Several studies have influenced my views as not only a teacher but also as a student. The concept of goal-oriented learning is dictated by the digital era, where the possession of information is less valuable than the ability to navigate the subject, filter the information flow and focus on the result. Education is increasingly focused on developing skills rather than the usual memorization of knowledge (Ramos et al., 2021). This is true not only for adults. Children also need practical orientation. For example, they study to enter a university, then to get a good job. Students expect not only knowledge and skills but also a ready-made portfolio as a result of the modern learning process.
When designing educational activities, a teacher or methodologist should consider how a person will be able to apply knowledge in practice (Ramos et al., 2021). Of course, there are subjects whose purpose is to broaden your horizons, learn more about history and culture. However, even in this format, you can lay down a practical application: how history relates to reality, whether the past helps analyze the present, and what context this phenomenon is embedded in now.
Also, in my future work, I would resort to such a model as Self-directed learning. The essence of this step-by-step model is that the student moves in the learning process from “dependence” to “self-direction.” It is a gradual process that begins from the first stage when students depend on the teacher: they still have little knowledge and expectations from the subject, the learning goals are not formulated yet (Mohamad et al., 2020). Gradually, step by step, students become “self-directed” and full-fledged co-authors of the educational process.

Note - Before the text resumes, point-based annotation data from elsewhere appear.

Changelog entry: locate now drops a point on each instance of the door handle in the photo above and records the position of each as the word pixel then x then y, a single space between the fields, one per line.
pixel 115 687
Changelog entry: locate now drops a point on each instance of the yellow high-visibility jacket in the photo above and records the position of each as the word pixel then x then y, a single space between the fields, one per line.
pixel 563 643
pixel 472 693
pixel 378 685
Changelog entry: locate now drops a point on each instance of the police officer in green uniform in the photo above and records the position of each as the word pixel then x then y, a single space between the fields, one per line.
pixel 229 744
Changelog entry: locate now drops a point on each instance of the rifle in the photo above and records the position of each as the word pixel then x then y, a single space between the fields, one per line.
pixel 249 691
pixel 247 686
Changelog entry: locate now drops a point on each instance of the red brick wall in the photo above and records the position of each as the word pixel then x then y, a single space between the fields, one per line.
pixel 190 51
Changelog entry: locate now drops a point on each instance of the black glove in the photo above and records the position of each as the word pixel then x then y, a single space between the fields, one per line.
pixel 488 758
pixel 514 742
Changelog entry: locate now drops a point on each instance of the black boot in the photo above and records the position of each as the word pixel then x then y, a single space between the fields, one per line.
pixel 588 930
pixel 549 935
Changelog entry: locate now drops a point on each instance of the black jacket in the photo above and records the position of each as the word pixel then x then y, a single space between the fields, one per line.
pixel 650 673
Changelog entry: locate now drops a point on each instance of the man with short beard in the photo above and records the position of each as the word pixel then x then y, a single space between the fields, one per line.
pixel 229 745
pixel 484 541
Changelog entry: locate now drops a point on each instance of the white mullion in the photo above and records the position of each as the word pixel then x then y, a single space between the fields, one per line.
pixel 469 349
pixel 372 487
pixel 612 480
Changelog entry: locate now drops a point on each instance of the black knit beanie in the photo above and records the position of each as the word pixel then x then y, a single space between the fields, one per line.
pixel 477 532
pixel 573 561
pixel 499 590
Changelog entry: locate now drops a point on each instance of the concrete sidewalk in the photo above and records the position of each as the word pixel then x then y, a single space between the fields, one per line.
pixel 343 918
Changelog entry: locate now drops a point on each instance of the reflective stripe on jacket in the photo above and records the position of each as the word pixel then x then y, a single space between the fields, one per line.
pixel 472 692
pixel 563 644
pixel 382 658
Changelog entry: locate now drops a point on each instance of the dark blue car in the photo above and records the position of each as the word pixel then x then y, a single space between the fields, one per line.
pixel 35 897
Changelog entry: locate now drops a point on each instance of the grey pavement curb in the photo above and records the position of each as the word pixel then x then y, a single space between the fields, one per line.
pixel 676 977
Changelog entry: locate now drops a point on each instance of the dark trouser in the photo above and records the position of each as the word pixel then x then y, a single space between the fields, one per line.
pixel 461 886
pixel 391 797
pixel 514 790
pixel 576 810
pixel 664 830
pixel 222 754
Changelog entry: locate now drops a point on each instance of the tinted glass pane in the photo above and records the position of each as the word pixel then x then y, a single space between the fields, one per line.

Summing up, it should be noted that now students are becoming more and more independent. They are developing faster, and their knowledge is becoming more extensive. Thus, as teachers, we need to set goals for the continuous development and improvement of our skills, both professional and personal. For students to become more and more attracted to coming to classes, they must become active participants in creating educational activities. In this process, the teacher should be helped by new learning models designed to change the traditional approach to learning. Students strive to get more applied, practical knowledge. In this case, the teacher should competently dispose of his life experience, helping children navigate the modern world.
Mohamad, N., Halim, L., & Abd Talib, M. (2020). Self-directed learning curriculum: students’ perspectives of university learning experiences. Malaysian journal of learning and instruction, 17(2), 227-251. Web.
Ramos, A., De Fraine, B., & Verschueren, K. (2021). Learning goal orientation in high-ability and average-ability students: Developmental trajectories, contextual predictors, and long-term educational outcomes. Journal of Educational Psychology, 113(2), 370–389. Web.
Sousa, D. A. & Tomlinson, C. A. (2018). Differentiation and the Brain: How neuroscience Supports the learner-friendly classroom. Solution Tree Press.